Coincidence analysis to search for inspiraling compact binaries using TAMA300 and LISM data

TL;DR

This paper describes a coincidence analysis of data from TAMA300 and LISM gravitational wave detectors, setting upper limits on inspiraling binary event rates and demonstrating a method to reduce false positives.

Contribution

It introduces a coincidence analysis method that significantly reduces false events and can be applied to multiple detectors for gravitational wave searches.

Findings

No gravitational wave signals detected.

Established an upper limit of 0.046 events/hour within 1kpc.

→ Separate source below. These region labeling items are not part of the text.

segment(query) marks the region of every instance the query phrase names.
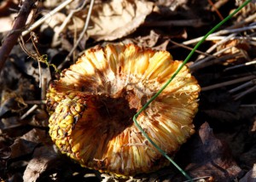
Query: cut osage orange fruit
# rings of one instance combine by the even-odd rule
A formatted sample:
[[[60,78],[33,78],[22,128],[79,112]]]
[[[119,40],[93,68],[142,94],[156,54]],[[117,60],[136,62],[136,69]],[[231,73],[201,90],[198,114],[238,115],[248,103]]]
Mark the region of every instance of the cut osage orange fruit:
[[[181,64],[167,51],[134,44],[86,50],[49,85],[47,108],[52,140],[82,166],[101,172],[135,175],[168,165],[132,117]],[[200,89],[184,66],[137,119],[171,156],[194,133]]]

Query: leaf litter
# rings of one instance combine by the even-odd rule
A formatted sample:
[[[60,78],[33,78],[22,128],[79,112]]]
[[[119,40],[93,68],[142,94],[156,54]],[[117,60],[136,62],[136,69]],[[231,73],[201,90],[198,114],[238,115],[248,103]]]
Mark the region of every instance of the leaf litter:
[[[220,4],[218,1],[212,1],[223,15],[232,11],[241,2],[237,2],[237,4],[234,2]],[[41,11],[37,13],[38,17],[32,19],[32,22],[50,14],[53,9],[62,3],[44,1],[37,4]],[[84,6],[81,3],[72,2],[62,10],[50,15],[49,20],[42,21],[39,29],[33,30],[38,37],[36,47],[41,55],[48,54],[49,64],[57,66],[61,64],[81,33],[90,1]],[[18,9],[16,1],[9,0],[6,6],[1,6],[4,10],[1,12],[5,13],[0,14],[0,21],[6,27],[10,27],[8,20],[15,20],[12,17],[15,12],[9,11],[10,7]],[[195,43],[192,40],[203,36],[206,29],[210,30],[211,26],[207,21],[218,22],[216,9],[207,1],[96,1],[86,34],[83,35],[84,39],[72,60],[74,60],[84,48],[116,42],[166,49],[175,59],[183,60],[189,47],[192,48]],[[224,25],[223,30],[227,30],[227,32],[210,36],[204,45],[199,48],[199,51],[204,54],[198,54],[198,57],[195,56],[189,63],[203,90],[195,119],[198,132],[181,147],[174,159],[195,179],[255,181],[256,100],[253,95],[256,89],[253,88],[253,82],[242,86],[245,82],[254,79],[255,76],[255,19],[253,19],[255,9],[253,3],[243,9],[228,25]],[[72,10],[78,11],[68,18]],[[195,27],[190,26],[189,22],[191,18],[201,20],[203,23]],[[180,23],[180,20],[187,21],[188,25],[178,26],[177,22]],[[154,25],[157,21],[161,23]],[[242,29],[247,27],[250,28]],[[236,31],[239,33],[232,35]],[[7,31],[1,31],[2,39],[6,35]],[[35,54],[32,37],[27,35],[24,40],[28,51]],[[174,44],[173,42],[179,44]],[[252,61],[252,65],[247,65]],[[64,67],[71,64],[67,61]],[[17,45],[1,72],[1,179],[185,181],[172,166],[149,174],[119,179],[111,174],[80,168],[61,156],[48,135],[49,117],[42,92],[44,87],[45,88],[48,82],[59,75],[53,67],[43,63],[41,65],[40,72],[37,60]],[[39,88],[42,77],[47,79],[44,86],[43,84]],[[247,79],[233,82],[241,77]],[[230,82],[221,84],[224,82]],[[36,108],[28,112],[35,105]]]

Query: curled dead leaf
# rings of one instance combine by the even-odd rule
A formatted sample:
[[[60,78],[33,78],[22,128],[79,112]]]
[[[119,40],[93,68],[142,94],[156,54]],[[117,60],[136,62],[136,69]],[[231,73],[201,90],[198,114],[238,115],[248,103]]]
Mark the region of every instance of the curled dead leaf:
[[[96,41],[112,41],[133,32],[148,14],[152,12],[154,3],[144,1],[112,0],[96,4],[90,17],[89,37]],[[81,17],[80,12],[79,16]]]
[[[53,146],[41,146],[35,150],[33,158],[29,162],[23,175],[26,182],[37,181],[41,174],[49,168],[53,168],[57,154]]]

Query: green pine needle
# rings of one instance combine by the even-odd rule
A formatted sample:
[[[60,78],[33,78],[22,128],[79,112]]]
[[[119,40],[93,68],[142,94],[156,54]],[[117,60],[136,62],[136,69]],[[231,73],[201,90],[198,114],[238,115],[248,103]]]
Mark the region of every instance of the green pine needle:
[[[229,20],[234,14],[236,14],[237,12],[239,12],[243,7],[245,7],[247,3],[249,3],[252,0],[247,0],[244,2],[238,9],[236,9],[232,14],[228,15],[224,20],[223,20],[221,22],[219,22],[217,26],[215,26],[211,31],[209,31],[208,33],[207,33],[202,39],[198,42],[198,43],[195,46],[195,48],[191,50],[189,54],[187,56],[187,58],[184,60],[183,64],[177,69],[175,73],[172,75],[172,77],[166,82],[166,83],[147,102],[143,108],[134,115],[133,117],[133,122],[135,125],[139,128],[139,130],[143,133],[144,137],[159,151],[162,156],[166,157],[189,181],[193,181],[193,179],[163,151],[161,150],[144,132],[143,128],[137,123],[137,117],[148,106],[148,105],[155,100],[160,94],[169,85],[169,83],[173,80],[173,78],[177,75],[177,73],[180,71],[180,70],[186,65],[188,60],[191,58],[192,54],[195,52],[195,50],[198,48],[198,47],[207,39],[207,37],[211,35],[213,31],[215,31],[219,26],[221,26],[224,23],[225,23],[227,20]]]

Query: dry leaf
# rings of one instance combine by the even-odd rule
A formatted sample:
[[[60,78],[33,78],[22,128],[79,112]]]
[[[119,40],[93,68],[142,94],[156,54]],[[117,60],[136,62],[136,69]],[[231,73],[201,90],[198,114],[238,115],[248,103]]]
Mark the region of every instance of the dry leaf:
[[[46,133],[41,129],[32,129],[20,138],[15,140],[10,146],[11,158],[16,158],[32,153],[35,147],[46,139]]]
[[[33,158],[29,162],[23,175],[23,180],[34,182],[38,179],[40,175],[48,168],[52,168],[57,154],[53,146],[41,146],[37,148]]]
[[[113,0],[95,5],[88,35],[96,41],[112,41],[133,32],[152,12],[153,3]]]
[[[240,182],[256,182],[256,163],[247,174],[240,179]]]
[[[189,163],[185,170],[192,178],[212,176],[216,181],[230,181],[241,172],[228,145],[214,136],[207,122],[201,125],[199,137],[187,147],[186,156],[177,159]]]
[[[188,3],[188,0],[158,0],[157,5],[168,7],[172,11],[180,6],[185,6]]]

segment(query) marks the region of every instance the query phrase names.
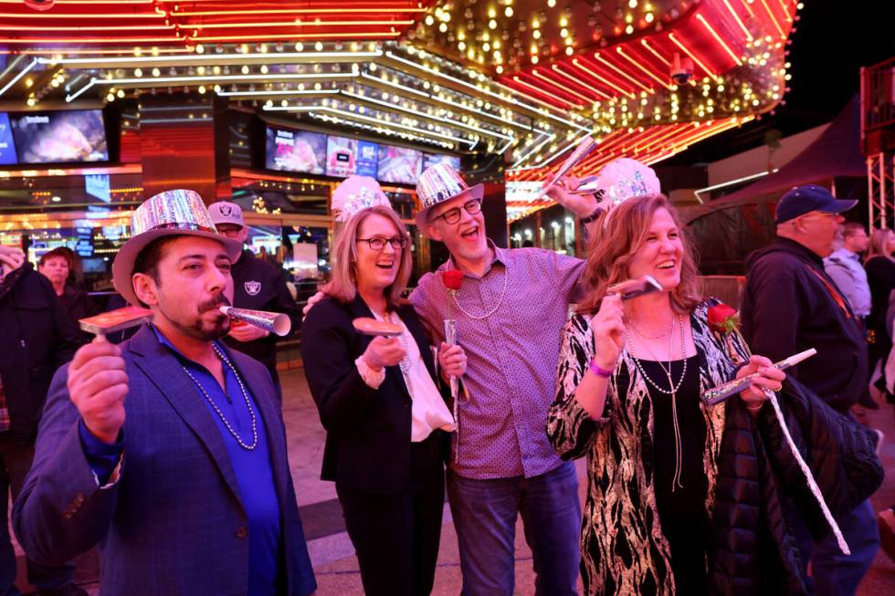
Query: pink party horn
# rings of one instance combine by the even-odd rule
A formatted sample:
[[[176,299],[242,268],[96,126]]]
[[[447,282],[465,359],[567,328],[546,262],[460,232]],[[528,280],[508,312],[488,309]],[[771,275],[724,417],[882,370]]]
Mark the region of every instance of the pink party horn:
[[[292,329],[292,321],[281,312],[249,310],[248,308],[234,308],[233,307],[221,307],[220,310],[230,319],[254,325],[268,333],[283,336]]]

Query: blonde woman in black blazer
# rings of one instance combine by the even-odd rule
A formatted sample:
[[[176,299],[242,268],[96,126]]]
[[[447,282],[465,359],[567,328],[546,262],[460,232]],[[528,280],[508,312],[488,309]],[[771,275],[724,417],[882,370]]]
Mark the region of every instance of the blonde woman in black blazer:
[[[386,206],[347,219],[327,298],[309,311],[301,335],[308,384],[327,431],[321,477],[336,483],[364,592],[426,595],[454,421],[419,319],[399,305],[411,267],[406,228]],[[359,317],[401,325],[404,333],[362,335],[352,325]],[[442,345],[439,360],[445,373],[466,370],[458,347]]]

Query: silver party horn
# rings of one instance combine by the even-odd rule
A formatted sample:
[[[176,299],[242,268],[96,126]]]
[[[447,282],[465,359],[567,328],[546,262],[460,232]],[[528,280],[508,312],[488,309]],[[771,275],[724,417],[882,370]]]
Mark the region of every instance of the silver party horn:
[[[279,336],[288,334],[292,329],[292,321],[281,312],[249,310],[248,308],[234,308],[233,307],[221,307],[220,311],[230,319],[241,320],[268,333],[276,333]]]
[[[631,298],[636,298],[638,296],[643,296],[644,294],[661,292],[662,284],[658,283],[656,277],[652,276],[643,276],[642,277],[628,279],[616,284],[606,291],[610,294],[618,294],[622,301],[626,301]]]
[[[805,351],[800,351],[797,354],[790,356],[789,358],[784,358],[779,362],[774,362],[774,368],[779,369],[781,371],[785,371],[791,366],[795,366],[802,361],[811,358],[817,353],[817,350],[814,348],[806,350]],[[721,403],[724,400],[728,399],[732,395],[739,393],[746,387],[752,384],[752,380],[759,376],[757,372],[753,372],[748,374],[742,379],[734,379],[733,381],[728,381],[725,383],[721,383],[717,387],[712,387],[711,389],[707,389],[704,393],[702,393],[702,401],[705,402],[707,405],[715,405]]]
[[[541,195],[538,198],[542,198],[546,194],[548,188],[558,183],[560,178],[569,173],[569,172],[572,171],[572,168],[581,163],[584,159],[590,155],[591,152],[595,149],[596,149],[596,141],[594,141],[594,137],[587,135],[582,139],[581,142],[578,143],[578,146],[575,147],[574,152],[572,152],[572,154],[565,158],[565,162],[563,162],[563,165],[560,166],[560,169],[556,171],[556,174],[553,176],[553,179],[543,187],[543,190],[541,192]]]

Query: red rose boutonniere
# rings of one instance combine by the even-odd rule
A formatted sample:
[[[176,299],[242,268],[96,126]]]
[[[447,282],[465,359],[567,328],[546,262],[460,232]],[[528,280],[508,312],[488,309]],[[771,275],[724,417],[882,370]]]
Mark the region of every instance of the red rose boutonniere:
[[[731,307],[722,302],[709,307],[709,327],[712,331],[727,335],[739,326],[740,314]]]
[[[457,292],[463,284],[463,272],[459,269],[448,269],[441,274],[441,282],[448,288],[448,317],[454,319],[451,308],[451,300],[457,297]]]

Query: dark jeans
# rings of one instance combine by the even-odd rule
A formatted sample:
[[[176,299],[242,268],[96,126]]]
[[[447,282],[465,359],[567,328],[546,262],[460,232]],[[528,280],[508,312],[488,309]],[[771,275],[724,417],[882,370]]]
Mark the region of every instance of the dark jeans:
[[[842,554],[833,532],[814,543],[811,579],[816,596],[854,596],[879,549],[879,530],[869,500],[838,522],[851,554]]]
[[[428,596],[445,507],[445,468],[430,437],[410,447],[410,486],[374,495],[336,485],[367,596]]]
[[[577,596],[581,502],[574,465],[532,478],[474,480],[448,473],[463,596],[511,596],[516,518],[532,549],[537,596]]]
[[[34,444],[0,434],[0,508],[3,518],[0,523],[0,596],[17,594],[16,582],[16,552],[9,536],[9,491],[15,500],[22,490],[25,477],[34,458]],[[71,565],[48,567],[26,559],[28,581],[38,591],[49,591],[71,583],[75,568]]]

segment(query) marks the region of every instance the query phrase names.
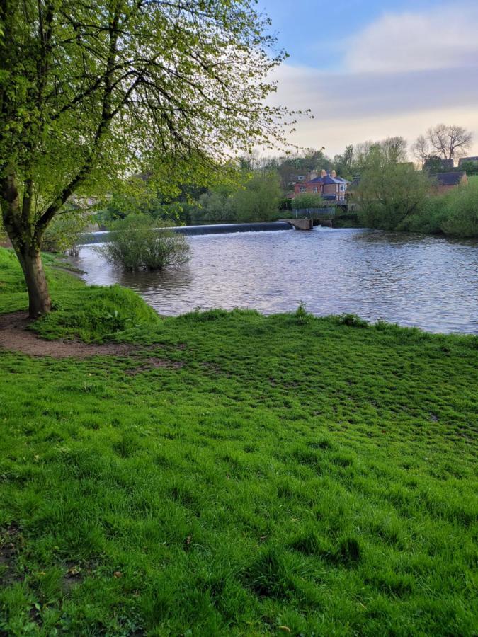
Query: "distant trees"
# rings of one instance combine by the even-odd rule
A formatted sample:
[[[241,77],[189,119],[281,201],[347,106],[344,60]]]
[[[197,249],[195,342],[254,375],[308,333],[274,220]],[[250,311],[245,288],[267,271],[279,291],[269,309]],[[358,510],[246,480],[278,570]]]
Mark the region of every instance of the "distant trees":
[[[283,146],[269,24],[254,0],[0,0],[0,208],[32,318],[50,310],[42,243],[74,193],[147,169],[174,195]]]
[[[472,139],[473,134],[462,126],[438,124],[416,138],[411,151],[422,163],[434,157],[455,159],[466,155]]]
[[[211,223],[268,221],[278,216],[281,197],[277,171],[256,170],[244,173],[241,188],[218,186],[202,195],[195,217]]]
[[[98,248],[108,261],[125,270],[163,270],[189,259],[190,247],[181,234],[158,231],[151,217],[130,214],[113,224],[113,232]]]
[[[354,193],[362,223],[371,228],[397,229],[418,211],[431,181],[426,173],[398,161],[403,155],[398,140],[372,144],[363,157],[360,182]]]

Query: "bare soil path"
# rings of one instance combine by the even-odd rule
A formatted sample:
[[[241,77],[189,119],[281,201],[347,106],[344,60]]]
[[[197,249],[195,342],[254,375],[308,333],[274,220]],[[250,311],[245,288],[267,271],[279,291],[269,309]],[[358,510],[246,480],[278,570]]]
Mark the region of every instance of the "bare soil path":
[[[130,343],[86,343],[78,340],[45,340],[29,330],[31,321],[26,312],[0,314],[0,352],[21,352],[29,356],[53,358],[88,358],[90,356],[121,355],[138,349]]]

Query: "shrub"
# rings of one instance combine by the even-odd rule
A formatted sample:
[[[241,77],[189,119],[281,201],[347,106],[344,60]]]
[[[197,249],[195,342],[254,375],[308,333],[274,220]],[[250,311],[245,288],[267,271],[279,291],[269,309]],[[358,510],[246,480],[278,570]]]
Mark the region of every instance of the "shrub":
[[[478,236],[478,183],[455,188],[445,203],[445,217],[441,229],[455,236]]]
[[[91,217],[80,208],[64,207],[55,215],[43,237],[42,249],[47,252],[67,252],[78,256],[78,246],[91,220]]]
[[[69,291],[55,304],[55,311],[35,321],[33,329],[43,338],[79,338],[90,342],[132,328],[154,328],[159,320],[132,290],[91,285]]]
[[[189,259],[189,246],[183,235],[167,229],[157,229],[151,217],[132,214],[118,219],[105,246],[103,256],[125,270],[162,270],[181,265]]]

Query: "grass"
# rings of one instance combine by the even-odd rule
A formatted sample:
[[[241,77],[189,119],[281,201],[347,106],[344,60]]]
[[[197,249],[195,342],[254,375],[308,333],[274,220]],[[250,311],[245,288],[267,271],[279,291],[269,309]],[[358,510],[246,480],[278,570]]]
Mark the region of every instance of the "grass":
[[[50,277],[52,338],[99,292]],[[476,338],[133,323],[127,356],[0,354],[0,632],[476,634]]]

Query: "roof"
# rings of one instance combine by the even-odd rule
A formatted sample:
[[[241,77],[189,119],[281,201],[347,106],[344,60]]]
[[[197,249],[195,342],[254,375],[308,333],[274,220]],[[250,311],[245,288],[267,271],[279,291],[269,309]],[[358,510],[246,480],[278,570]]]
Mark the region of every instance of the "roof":
[[[465,171],[453,171],[453,173],[437,173],[431,176],[436,179],[439,185],[458,185],[466,174]]]
[[[361,178],[361,177],[355,177],[355,178],[354,178],[353,181],[351,182],[351,185],[348,186],[348,188],[347,188],[347,190],[353,190],[353,188],[356,188],[357,186],[358,185],[358,184],[360,183],[361,180],[362,180],[362,178]]]
[[[325,175],[324,177],[316,177],[314,179],[311,179],[310,181],[305,182],[306,183],[349,183],[346,179],[344,179],[343,177],[331,177],[330,175]]]

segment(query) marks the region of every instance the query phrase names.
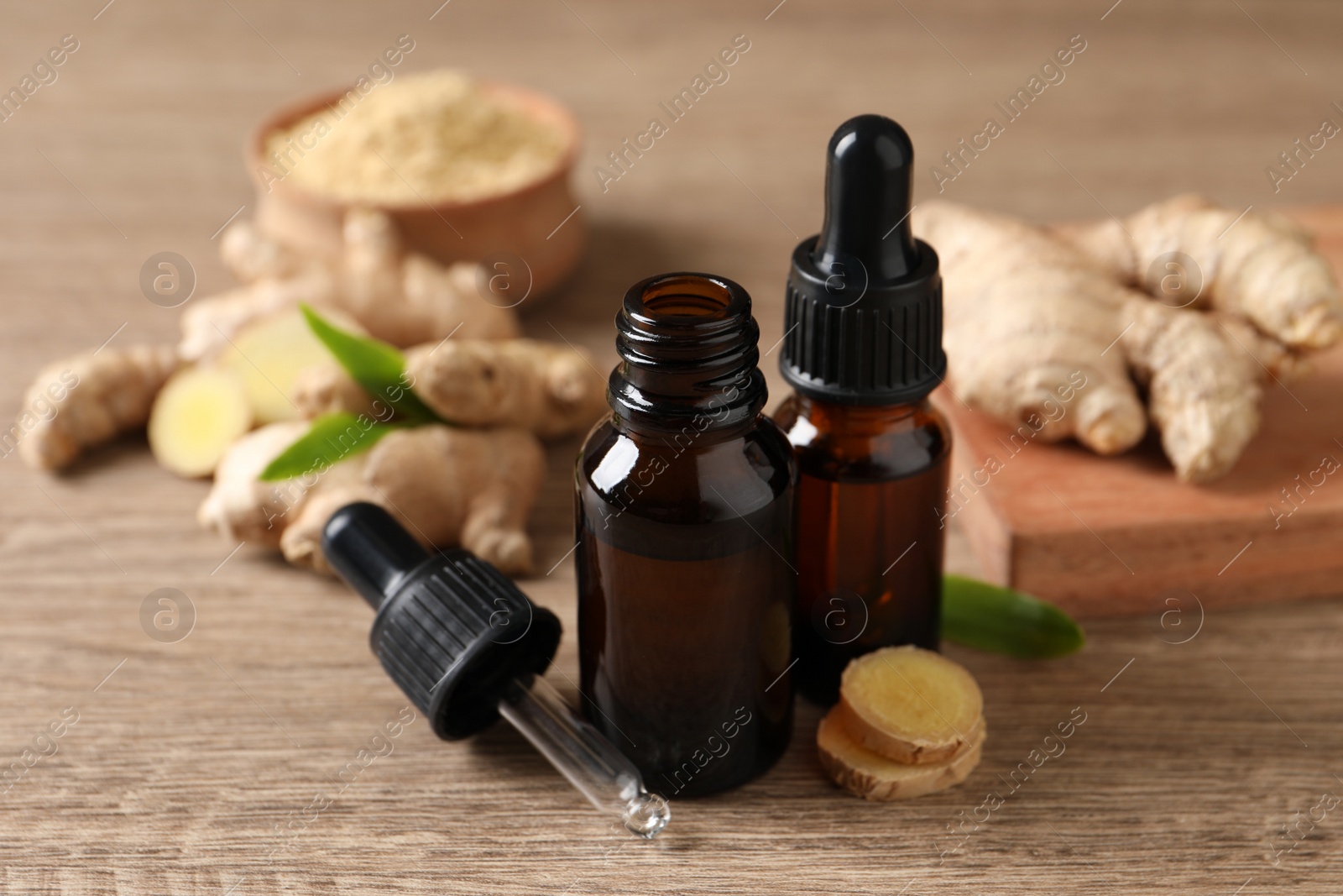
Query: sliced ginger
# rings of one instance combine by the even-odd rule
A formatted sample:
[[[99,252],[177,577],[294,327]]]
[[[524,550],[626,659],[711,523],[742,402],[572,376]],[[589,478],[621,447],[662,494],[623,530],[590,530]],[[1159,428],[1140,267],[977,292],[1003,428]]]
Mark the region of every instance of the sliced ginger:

Method effectively reduces fake events by a factor of 10^-4.

Abstract

Japanese laser interferometric gravitational wave detectors, TAMA300 and LISM, performed a coincident observation during 2001. We perform a coincidence analysis to search for inspiraling compact binaries. The length of data used for the coincidence analysis is 275 hours when both TAMA300 and LISM detectors are operated simultaneously. TAMA300 and LISM data are analyzed by matched filtering, and candidates for gravitational wave events are obtained. If there is a true gravitational wave signal, it should appear in both data of detectors with consistent waveforms characterized by masses of stars, amplitude of the signal, the coalescence time and so on. We introduce a set of coincidence conditions of the parameters, and search for coincident events. This procedure reduces the number of fake events considerably, by a factor $\sim 10^{-4}$ compared with the number of fake events in single detector analysis. We find that the number of events after imposing the coincidence conditions is consistent with the number of accidental coincidences produced purely by noise. We thus find no evidence of gravitational wave signals. We obtain an upper limit of 0.046 /hours (CL $= 90 %$) to the Galactic event rate within 1kpc from the Earth. The method used in this paper can be applied straightforwardly to the case of coincidence observations with more than two detectors with arbitrary arm directions.